No obstante, sobre el deseo desciende la sospecha. Tal como advertía Zygmunt Bauman en Vida líquida, el énfasis del mercado «recae no sobre la generación de nuevos deseos, sino sobre la extinción de los antiguos». Uno permanece, así, siempre dispuesto al consumo, ávido de un nuevo anhelo. Una rueda infinita que cercena la existencia misma del compromiso y que refleja el ansia velada de una acumulación de capital que, en este caso, es de corte sexual. Una repetición de experiencias penosas que, según indicaba Freud en Más allá del principio del placer, podía conducir tanto a la autodestrucción del sujeto como a la imposibilidad de entablar relaciones plenas. Y es que en el amor, como sostiene el filósofo Roland Barthes, uno se proyecta en el otro con tal fuerza que, cuando le falta, este ya no puede recuperarse: está perdido para siempre. Solo la magnitud de la catástrofe revela su profundidad. La disolución del yo en el otro, vieja promesa romántica, se convierte, ahora, en una disolución del propio vínculo.

¿Puede este hogar, frágil y quebradizo, acoger la elaborada fantasía sobre la que descansa el amor? Este no encuentra su sentido en el ansia de cosas ya hechas, señala Bauman, sino en el impulso a participar en la construcción de esas cosas, lo que lo vuelve casi trascendente, una suerte de potencia creadora. El amor, no obstante, constituye un delicioso error, pues tal como señala Ortega y Gasset, «nos enamoramos cuando nuestra imaginación proyecta sobre otra persona inexistentes perfecciones». Error que esconde en su placer no solo el dolor inherente a todo goce, sino también la calmada ebullición del delirio y la fijación. ¿No descubre el enamorado a su amada oculta en la belleza más plena de este mundo?

Ortega y Gasset dijo que «nos enamoramos cuando nuestra imaginación proyecta sobre otra persona inexistentes perfecciones»
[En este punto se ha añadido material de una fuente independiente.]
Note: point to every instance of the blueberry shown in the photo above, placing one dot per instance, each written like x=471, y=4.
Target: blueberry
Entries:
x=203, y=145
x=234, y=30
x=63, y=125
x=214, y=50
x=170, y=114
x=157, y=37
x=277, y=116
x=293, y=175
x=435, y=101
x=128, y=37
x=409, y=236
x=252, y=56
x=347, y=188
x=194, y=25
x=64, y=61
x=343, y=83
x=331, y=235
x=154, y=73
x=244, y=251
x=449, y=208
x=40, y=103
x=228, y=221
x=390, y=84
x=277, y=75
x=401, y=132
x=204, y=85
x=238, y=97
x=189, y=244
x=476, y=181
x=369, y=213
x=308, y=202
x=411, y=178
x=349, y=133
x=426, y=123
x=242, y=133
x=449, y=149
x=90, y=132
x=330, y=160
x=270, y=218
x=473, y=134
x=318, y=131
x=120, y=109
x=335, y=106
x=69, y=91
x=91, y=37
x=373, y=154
La debilidad del apego pasajero, sin embargo, elimina toda posibilidad. Émile Durkheim describía, de forma profética, los males del hombre soltero que vaga, como un despistado flâneur, entre este mundo sin límites. «Dado que puede entablar vínculos legítimos a su antojo, aspira a todo y nada le satisface. […] Más allá de los placeres que se hayan experimentado, se imaginan y se ansían otros; si sucede que se ha recorrido casi todo el círculo de lo posible, se sueña con lo imposible, se tiene sed de lo que no existe», defendía en El suicidio. Una búsqueda exasperante donde el deseo se esfuma para volver a nacer de nuevo una y otra vez: «Se despiertan esperanzas nuevas que se marchitan sin cesar, dejando tras de sí una sensación de fatiga y desencanto». Una incertidumbre que, al igual que la anomia que promueve su propia indeterminación, condena al individuo a la perpetua movilidad. Una falta de estructura que determina, hoy, la propia estructura: un cuerpo falto de esqueleto.

Este carácter, reflejo de la idiosincrasia individualista del mercado, dificulta, y en algunos casos imposibilita, la relación misma. Semilla cuyo mal germina, de acuerdo con Erich Fromm, en el individuo mismo, inmerso en una cultura que, carente de los valores necesarios, hace de la conquista de la capacidad de amar «un raro logro». Vive, así, expuesto no a la posibilidad del amor, sino a la posibilidad, pareja pero ajena, de un deseo que devora no solo el compromiso sino, como Saturno, a sus propios hijos: el sujeto mismo.